If I had to narrow down all of my future goals into a single word, it would probably be happiness. I’m guessing that most of yours probably would too.
And although I’ve realized that happiness is a mindset, I know that it can be hard to be happy in a world filled with seemingly never-ending homework and extracurriculars. And I can’t say that I’ve always been happy at IMSA—both you and I know I’d be blatantly lying. And I can’t say that I can really teach you how to always be happy, seeing that I haven’t figured it out myself yet. But I’d like to speak briefly on what IMSA has taught me.
I don’t think I have very many talents, but I do believe that I have a pretty good memory. I sometimes like to look back through my stores of memories and find reasons for how I am the way I am today in a strange Freudian sense.
I remember a day when I was seven. I was sitting in the backseat of my mom’s car coming back from swimming practice and I asked her why I did so many activities. Why couldn’t I just play around outside and go on endless play dates? We pulled into the driveway and she turned to me and told me that she wanted me to be “good at everything.” And, as I hadn’t learned how to make my own goals yet, I decided that I had to be perfect.
As I grew older, I found the need to be involved in everything. Especially junior year, when everything seemed like a competition, when I heard about the accomplishments of others, it was easy to wonder if I should be doing the same. It was even easier to put myself down. Even today, it’s hard for me to not think of life as a contest. I also believe that IMSA has changed me the most in teaching me how to be happy for others. As I clicked the log in button to my applications on April 1st while checking my phone, I realized that I wasn’t praying that I’d get in. Rather, I was desperately hoping that my friends would message me with their good news. I think that was when I realized that somewhere in the spaces between cramming history research papers and club applications during the past three years, I had actually grown.
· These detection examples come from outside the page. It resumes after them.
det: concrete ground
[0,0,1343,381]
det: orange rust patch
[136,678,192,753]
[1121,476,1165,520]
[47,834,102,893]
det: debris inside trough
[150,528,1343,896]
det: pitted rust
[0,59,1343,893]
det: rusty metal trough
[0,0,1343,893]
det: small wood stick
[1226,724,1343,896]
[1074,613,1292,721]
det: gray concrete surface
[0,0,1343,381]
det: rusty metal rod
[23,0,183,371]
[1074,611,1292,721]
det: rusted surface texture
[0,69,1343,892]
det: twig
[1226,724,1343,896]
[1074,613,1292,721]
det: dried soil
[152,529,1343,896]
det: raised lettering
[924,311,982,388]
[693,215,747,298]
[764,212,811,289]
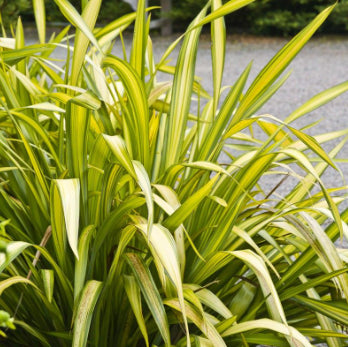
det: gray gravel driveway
[27,33,348,194]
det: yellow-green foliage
[0,0,348,347]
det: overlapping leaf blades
[0,0,348,347]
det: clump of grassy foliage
[0,0,348,347]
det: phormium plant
[0,0,348,347]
It’s hard to believe that there is only one week left.
And although the year hasn’t ended yet, even though I proclaim to everyone that I’m “ready to move on”, I’ve been wallowing in a quiet feeling of nostalgia. As I scroll through posts on my Facebook newsfeed, it’s hard to believe that in a few months, it’ll be filled with new faces, new names. A few more months and most of these people will become strangers.
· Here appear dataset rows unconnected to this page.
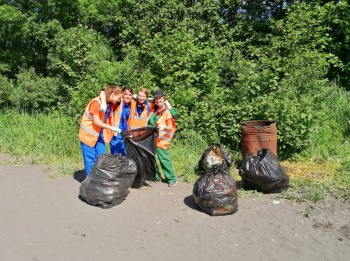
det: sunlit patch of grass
[281,160,350,202]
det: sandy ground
[0,154,350,261]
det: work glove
[112,127,122,134]
[100,102,107,112]
[157,124,166,130]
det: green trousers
[156,148,176,183]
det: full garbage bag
[79,153,137,208]
[122,127,158,188]
[198,145,232,172]
[239,149,290,193]
[193,167,238,216]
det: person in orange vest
[147,90,177,187]
[100,86,134,156]
[79,85,123,176]
[128,88,153,130]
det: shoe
[168,181,177,187]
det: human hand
[100,102,107,112]
[157,124,166,130]
[111,127,122,134]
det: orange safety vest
[79,97,113,147]
[128,100,153,130]
[156,109,176,149]
[113,101,124,136]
The memory is a funny thing. In the coming months, as our inboxes fill with emails not from student-ls and we stop checking IVC, we’ll close more of those memories that we’ve made over the past three years.
I’d like to think that there’s not a lot that I regret about IMSA. But I know that the things that I remember will be the little things, the crazy things, and the possibly-stupid things. The memorable things.
In a fit of perhaps unconscious desperation, I think I’ve been trying to stuff my life with as many memories as possible before the inevitable deadline. Perhaps that’s what senioritis really is; we’re giving up some things in order to prioritize others, trying to fit in as many lasts as possible before the end.
And, as I sit and talk with my friends, wasting away a Friday night, I close my eyes and try to preserve the moment in my mind forever because in that I moment I think maybe I have found out what it is to be happy.